As More Devices Board Planes, Travelers Are Playing with Fire - kawera
http://www.nytimes.com/2016/09/13/business/as-more-devices-board-planes-travelers-are-playing-with-fire.html?pagewanted=all
======
kawsper
RC enthusiasts use LiPo batteries, which can cause a lot of damage if
mishandled and damaged, you can see a video here where a famous quadcopter
pilot shows how many batteries he carries for a day of flying [0].
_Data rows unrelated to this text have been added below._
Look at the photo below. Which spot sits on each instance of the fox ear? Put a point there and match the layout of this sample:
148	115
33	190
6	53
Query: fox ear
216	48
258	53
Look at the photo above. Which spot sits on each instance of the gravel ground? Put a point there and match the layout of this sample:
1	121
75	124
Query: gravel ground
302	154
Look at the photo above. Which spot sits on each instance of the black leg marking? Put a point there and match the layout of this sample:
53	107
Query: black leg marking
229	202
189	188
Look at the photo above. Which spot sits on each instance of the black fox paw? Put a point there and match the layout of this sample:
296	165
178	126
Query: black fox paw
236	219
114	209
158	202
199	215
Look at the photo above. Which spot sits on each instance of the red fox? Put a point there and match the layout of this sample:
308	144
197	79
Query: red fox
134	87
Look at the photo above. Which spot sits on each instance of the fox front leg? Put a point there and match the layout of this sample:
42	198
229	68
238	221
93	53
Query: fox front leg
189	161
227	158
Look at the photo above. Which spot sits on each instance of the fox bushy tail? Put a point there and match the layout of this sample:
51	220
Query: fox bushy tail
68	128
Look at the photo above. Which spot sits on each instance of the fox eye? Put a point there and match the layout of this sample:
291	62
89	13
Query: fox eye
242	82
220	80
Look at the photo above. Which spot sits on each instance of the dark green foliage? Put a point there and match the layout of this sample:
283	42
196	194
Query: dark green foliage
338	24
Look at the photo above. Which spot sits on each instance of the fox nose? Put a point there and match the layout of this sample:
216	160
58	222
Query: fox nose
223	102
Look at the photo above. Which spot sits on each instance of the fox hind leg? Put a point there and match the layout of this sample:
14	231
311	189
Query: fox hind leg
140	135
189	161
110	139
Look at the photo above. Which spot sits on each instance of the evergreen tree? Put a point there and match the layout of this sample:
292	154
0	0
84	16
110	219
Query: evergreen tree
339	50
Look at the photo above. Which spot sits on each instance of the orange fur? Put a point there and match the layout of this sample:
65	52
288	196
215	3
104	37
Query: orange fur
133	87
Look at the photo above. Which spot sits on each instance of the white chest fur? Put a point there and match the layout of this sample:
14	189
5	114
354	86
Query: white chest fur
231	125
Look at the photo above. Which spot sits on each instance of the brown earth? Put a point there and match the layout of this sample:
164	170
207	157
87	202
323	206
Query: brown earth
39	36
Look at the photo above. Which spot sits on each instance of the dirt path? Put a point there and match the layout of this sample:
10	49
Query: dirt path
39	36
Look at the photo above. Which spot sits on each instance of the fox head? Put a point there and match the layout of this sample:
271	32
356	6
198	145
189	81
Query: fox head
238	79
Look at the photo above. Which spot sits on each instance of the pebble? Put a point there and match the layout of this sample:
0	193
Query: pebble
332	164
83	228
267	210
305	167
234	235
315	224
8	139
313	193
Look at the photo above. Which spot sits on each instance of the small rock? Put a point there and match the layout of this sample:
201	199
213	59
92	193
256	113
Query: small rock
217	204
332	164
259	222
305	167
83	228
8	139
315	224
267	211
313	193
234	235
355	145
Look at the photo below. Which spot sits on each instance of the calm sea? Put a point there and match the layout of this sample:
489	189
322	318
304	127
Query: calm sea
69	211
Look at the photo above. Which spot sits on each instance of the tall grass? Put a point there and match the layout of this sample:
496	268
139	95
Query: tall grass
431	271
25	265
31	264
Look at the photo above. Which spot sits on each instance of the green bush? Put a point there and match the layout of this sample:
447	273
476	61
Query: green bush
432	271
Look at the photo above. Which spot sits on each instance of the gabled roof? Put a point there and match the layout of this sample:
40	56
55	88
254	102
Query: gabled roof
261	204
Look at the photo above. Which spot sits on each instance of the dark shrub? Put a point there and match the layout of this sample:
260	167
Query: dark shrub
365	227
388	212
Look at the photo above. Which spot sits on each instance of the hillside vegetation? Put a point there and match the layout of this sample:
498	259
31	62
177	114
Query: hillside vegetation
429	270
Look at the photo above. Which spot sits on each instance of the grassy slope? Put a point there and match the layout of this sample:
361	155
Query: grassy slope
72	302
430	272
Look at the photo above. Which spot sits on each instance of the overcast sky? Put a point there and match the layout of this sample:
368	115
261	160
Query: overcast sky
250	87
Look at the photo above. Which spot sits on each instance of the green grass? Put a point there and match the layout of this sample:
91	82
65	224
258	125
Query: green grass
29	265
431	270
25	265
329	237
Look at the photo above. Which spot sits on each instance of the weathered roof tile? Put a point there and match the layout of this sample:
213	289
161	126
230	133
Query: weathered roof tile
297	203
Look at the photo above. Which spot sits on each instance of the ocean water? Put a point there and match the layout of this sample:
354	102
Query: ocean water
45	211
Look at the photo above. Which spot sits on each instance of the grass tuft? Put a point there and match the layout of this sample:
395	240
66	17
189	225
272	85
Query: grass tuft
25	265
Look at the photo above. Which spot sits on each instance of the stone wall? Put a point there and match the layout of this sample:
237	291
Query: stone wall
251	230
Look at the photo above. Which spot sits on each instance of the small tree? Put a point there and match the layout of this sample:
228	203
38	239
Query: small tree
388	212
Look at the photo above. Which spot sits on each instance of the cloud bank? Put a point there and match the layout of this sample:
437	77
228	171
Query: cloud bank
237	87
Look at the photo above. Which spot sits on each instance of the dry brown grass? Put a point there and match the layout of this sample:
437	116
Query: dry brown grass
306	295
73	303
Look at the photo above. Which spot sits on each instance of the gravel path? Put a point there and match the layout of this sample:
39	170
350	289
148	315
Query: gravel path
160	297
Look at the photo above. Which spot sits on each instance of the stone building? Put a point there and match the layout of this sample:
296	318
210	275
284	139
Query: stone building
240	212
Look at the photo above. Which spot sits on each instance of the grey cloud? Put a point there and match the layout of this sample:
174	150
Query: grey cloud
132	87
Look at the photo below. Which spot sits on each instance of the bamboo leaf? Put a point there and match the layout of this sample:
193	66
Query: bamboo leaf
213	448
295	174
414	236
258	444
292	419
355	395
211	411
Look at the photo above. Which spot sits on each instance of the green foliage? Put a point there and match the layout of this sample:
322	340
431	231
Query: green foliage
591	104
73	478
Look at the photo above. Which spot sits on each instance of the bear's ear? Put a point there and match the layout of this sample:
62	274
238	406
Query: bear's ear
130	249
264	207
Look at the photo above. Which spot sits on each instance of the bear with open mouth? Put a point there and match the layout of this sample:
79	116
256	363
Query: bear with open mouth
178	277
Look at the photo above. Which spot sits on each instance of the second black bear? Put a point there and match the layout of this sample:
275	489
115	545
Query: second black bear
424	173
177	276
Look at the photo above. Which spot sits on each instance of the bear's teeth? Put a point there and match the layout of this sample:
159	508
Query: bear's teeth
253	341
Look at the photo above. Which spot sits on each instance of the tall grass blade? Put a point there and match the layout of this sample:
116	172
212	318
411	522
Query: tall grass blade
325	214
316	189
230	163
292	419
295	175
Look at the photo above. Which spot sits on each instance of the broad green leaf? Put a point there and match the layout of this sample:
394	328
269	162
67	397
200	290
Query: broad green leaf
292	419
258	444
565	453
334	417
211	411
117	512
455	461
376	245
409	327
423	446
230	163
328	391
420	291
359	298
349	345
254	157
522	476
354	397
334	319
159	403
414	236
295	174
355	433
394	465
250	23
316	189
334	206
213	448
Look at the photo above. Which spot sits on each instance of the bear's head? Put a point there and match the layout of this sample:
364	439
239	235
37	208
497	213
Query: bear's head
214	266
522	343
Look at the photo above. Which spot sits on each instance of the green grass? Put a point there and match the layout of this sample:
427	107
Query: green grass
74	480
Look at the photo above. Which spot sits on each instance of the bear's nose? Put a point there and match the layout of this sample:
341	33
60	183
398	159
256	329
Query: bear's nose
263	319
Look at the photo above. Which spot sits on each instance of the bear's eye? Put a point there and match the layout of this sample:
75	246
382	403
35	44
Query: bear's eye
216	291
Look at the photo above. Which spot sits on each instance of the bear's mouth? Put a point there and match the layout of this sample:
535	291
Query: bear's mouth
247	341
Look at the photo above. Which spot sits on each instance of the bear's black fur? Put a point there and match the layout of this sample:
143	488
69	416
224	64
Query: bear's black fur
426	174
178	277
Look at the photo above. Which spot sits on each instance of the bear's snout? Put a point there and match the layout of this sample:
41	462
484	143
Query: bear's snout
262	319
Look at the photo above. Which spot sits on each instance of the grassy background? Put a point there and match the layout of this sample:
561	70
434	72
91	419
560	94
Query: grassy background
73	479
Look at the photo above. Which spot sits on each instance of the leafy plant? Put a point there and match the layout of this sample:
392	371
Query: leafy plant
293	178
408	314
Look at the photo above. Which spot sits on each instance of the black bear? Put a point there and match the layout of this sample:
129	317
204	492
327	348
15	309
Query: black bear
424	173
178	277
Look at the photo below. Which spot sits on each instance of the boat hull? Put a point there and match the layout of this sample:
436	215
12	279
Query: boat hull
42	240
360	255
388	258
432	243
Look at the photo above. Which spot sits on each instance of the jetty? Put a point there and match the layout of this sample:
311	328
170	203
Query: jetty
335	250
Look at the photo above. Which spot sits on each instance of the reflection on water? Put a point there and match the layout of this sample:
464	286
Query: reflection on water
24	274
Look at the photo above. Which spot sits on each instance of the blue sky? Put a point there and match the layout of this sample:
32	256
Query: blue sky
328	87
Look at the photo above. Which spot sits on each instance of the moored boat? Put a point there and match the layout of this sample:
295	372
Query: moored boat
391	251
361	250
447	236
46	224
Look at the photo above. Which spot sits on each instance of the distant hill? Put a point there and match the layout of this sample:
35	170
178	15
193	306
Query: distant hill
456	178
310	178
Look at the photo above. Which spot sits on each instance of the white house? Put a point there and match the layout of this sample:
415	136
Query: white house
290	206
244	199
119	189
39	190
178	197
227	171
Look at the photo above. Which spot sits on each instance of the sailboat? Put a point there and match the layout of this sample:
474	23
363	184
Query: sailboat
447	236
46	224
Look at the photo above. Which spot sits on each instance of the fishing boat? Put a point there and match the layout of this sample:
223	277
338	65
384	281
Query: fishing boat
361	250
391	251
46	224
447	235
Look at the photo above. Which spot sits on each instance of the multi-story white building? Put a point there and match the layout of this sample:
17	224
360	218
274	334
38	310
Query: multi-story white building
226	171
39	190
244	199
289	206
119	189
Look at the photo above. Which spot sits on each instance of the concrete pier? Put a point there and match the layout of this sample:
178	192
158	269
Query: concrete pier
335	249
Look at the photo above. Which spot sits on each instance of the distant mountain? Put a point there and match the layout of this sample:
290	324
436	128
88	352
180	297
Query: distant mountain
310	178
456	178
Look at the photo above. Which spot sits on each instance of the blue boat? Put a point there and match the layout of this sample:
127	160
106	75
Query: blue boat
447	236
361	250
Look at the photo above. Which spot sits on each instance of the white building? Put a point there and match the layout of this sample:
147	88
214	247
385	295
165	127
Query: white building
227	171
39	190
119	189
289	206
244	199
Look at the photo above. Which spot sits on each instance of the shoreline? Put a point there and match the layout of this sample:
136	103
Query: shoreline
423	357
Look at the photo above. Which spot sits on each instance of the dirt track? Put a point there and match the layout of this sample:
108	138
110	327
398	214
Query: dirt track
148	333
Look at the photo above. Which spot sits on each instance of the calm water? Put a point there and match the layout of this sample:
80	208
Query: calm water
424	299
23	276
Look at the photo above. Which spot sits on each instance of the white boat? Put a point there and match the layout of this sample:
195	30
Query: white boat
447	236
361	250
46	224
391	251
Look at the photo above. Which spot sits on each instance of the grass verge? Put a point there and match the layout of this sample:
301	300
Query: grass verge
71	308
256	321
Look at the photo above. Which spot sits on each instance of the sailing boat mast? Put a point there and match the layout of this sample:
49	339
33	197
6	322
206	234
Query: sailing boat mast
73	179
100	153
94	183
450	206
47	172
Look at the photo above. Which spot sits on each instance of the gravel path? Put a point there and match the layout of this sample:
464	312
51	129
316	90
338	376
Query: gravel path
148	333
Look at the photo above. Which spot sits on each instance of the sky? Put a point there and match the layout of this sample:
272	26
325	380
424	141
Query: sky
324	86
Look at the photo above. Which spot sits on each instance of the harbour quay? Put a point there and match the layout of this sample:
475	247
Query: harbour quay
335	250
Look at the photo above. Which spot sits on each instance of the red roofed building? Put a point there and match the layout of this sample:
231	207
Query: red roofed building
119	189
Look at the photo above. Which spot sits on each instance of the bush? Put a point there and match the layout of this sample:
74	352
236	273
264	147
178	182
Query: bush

These batteries go into your carry-on luggage and needs to be protected from
damage and short circuit.

Some info on why batteries shouldn't be in the cargo hold "Halon 1301, the
suppression agent found in Class C cargo compartments, is ineffective in
controlling a lithium metal cell fire." [1]

Here is the FAA requirements:

\- LiPo batteries installed in a device are ok in either checked or carry-on
luggage.

\- An unlimited number of spare (uninstalled) LiPo batteries with a rating of
up to 100 WHr may be carried, but only in carry-on baggage.

\- With airline approval, up to 2 LiPo batteries with ratings between 100 and
160 WHr may be carried, but only in carry-on luggage.

\- LiPo batteries larger than 160 WHr are not allowed.

It seems really strange you can travel with these things, I can't imagine the
damage that will happen if a bag of batteries happens to blow up.

[0]
[https://www.youtube.com/watch?v=vCtneglrE8I&t=278](https://www.youtube.com/watch?v=vCtneglrE8I&t=278)

[1]
[http://www.faa.gov/other_visit/aviation_industry/airline_ope...](http://www.faa.gov/other_visit/aviation_industry/airline_operators/airline_safety/safo/all_safos/media/2010/safo10017.pdf﻿)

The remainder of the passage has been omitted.